Beim Genome Mining zur Identifizierung neuartiger Biokatalysatoren werden genomische oder metagenomische Sequenzdaten genutzt, um Enzymkandidaten zu identifizieren, die eine Zielreaktion katalysieren könnten oder zu einer Ziel-Enzymfamilie gehören. Es ist besonders geeignet, wenn Sequenzdaten verfügbar sind und das Projekt in der ersten Phase eine strukturierte Kandidatenliste erfordert, statt eines breit angelegten experimentellen Screenings.

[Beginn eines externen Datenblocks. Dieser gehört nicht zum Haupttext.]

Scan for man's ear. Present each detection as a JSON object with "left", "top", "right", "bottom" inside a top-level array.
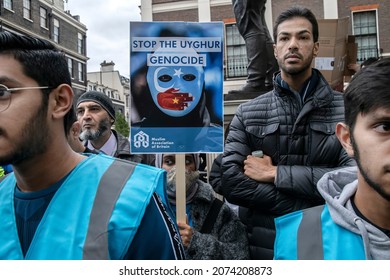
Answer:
[
  {"left": 313, "top": 42, "right": 320, "bottom": 57},
  {"left": 336, "top": 123, "right": 354, "bottom": 157},
  {"left": 49, "top": 84, "right": 73, "bottom": 119}
]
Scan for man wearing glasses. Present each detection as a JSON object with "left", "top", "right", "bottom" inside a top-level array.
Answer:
[{"left": 0, "top": 32, "right": 183, "bottom": 260}]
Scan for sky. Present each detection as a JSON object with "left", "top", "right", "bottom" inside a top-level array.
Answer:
[{"left": 64, "top": 0, "right": 141, "bottom": 78}]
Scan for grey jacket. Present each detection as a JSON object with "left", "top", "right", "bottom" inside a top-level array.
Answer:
[
  {"left": 318, "top": 167, "right": 390, "bottom": 260},
  {"left": 185, "top": 180, "right": 249, "bottom": 260}
]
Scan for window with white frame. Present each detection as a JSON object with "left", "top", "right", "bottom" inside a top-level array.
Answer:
[
  {"left": 53, "top": 18, "right": 60, "bottom": 43},
  {"left": 23, "top": 0, "right": 31, "bottom": 19},
  {"left": 39, "top": 7, "right": 48, "bottom": 28},
  {"left": 225, "top": 24, "right": 248, "bottom": 78},
  {"left": 352, "top": 10, "right": 379, "bottom": 63},
  {"left": 77, "top": 62, "right": 84, "bottom": 81},
  {"left": 68, "top": 57, "right": 74, "bottom": 78},
  {"left": 3, "top": 0, "right": 14, "bottom": 10},
  {"left": 77, "top": 33, "right": 84, "bottom": 54}
]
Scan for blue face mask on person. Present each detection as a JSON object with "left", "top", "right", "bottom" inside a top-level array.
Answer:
[{"left": 147, "top": 48, "right": 204, "bottom": 117}]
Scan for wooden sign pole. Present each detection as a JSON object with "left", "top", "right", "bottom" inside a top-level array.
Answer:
[{"left": 176, "top": 154, "right": 186, "bottom": 223}]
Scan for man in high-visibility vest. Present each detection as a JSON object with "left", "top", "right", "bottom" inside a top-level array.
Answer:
[
  {"left": 0, "top": 31, "right": 184, "bottom": 260},
  {"left": 274, "top": 58, "right": 390, "bottom": 260}
]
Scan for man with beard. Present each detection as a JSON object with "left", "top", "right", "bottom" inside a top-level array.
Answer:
[
  {"left": 275, "top": 58, "right": 390, "bottom": 260},
  {"left": 155, "top": 154, "right": 249, "bottom": 260},
  {"left": 0, "top": 31, "right": 184, "bottom": 260},
  {"left": 76, "top": 91, "right": 143, "bottom": 162},
  {"left": 221, "top": 6, "right": 355, "bottom": 259}
]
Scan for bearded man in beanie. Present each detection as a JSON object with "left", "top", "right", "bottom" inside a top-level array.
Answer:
[{"left": 76, "top": 91, "right": 143, "bottom": 162}]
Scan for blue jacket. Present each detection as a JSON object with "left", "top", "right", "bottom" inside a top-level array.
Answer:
[
  {"left": 0, "top": 155, "right": 180, "bottom": 259},
  {"left": 274, "top": 205, "right": 366, "bottom": 260}
]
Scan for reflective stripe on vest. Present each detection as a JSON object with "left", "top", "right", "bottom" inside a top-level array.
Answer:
[
  {"left": 0, "top": 155, "right": 165, "bottom": 259},
  {"left": 297, "top": 205, "right": 324, "bottom": 260},
  {"left": 274, "top": 205, "right": 365, "bottom": 260},
  {"left": 83, "top": 160, "right": 135, "bottom": 260}
]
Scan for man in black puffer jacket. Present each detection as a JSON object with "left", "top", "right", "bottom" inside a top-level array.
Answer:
[{"left": 221, "top": 7, "right": 355, "bottom": 259}]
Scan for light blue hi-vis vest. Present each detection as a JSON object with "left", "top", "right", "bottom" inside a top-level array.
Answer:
[
  {"left": 274, "top": 205, "right": 366, "bottom": 260},
  {"left": 0, "top": 155, "right": 167, "bottom": 260}
]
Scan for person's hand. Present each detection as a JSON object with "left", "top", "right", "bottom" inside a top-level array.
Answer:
[
  {"left": 244, "top": 155, "right": 276, "bottom": 183},
  {"left": 177, "top": 221, "right": 194, "bottom": 248}
]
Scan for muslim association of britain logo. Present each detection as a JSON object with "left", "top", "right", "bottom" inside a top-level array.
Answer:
[{"left": 133, "top": 131, "right": 149, "bottom": 148}]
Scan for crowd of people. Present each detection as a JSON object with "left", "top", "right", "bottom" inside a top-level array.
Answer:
[{"left": 0, "top": 1, "right": 390, "bottom": 260}]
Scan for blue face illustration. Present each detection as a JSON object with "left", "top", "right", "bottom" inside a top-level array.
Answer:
[{"left": 147, "top": 61, "right": 204, "bottom": 117}]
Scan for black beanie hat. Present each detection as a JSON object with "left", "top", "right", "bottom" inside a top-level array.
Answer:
[{"left": 77, "top": 90, "right": 115, "bottom": 121}]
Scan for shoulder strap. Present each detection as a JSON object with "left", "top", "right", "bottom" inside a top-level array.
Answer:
[{"left": 199, "top": 198, "right": 223, "bottom": 233}]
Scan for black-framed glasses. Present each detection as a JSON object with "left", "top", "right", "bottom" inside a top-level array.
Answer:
[{"left": 0, "top": 84, "right": 51, "bottom": 112}]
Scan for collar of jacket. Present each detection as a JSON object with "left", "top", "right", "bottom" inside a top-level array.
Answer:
[{"left": 274, "top": 68, "right": 334, "bottom": 107}]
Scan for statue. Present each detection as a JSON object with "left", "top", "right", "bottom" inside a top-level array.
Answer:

Creative Enzymes bietet Unterstützung beim Genome Mining für Enzym-Discovery-Projekte, einschließlich Datensatz-Review, Sequenzannotation, Domänen- und Motiv-Analyse, Kandidatenpriorisierung sowie Planung der nachgelagerten Expression und Aktivitätsvalidierung.

Leistungsumfang

Punkt Details
Leistungsschwerpunkt Identifizierung und Priorisierung von Biokatalysator-Kandidatensequenzen aus genomischen oder metagenomischen Daten.
Typischer Input Genomassemblies, metagenomische Contigs, vorhergesagte Proteine, MAGs, öffentliche Datensatz-Accessions oder interne Sequenzbibliotheken.
Typischer Output Annotierte Kandidatenliste, Begründung der Rangfolge, Domänen- oder Motiv-Zusammenfassung, Neuartigkeitsbewertung sowie Empfehlungen für die nachfolgende Validierung.
Am besten geeignet für Projekte mit definierter Enzymfamilie, Zielreaktion, Substratklasse oder gewünschtem Eigenschaftsprofil.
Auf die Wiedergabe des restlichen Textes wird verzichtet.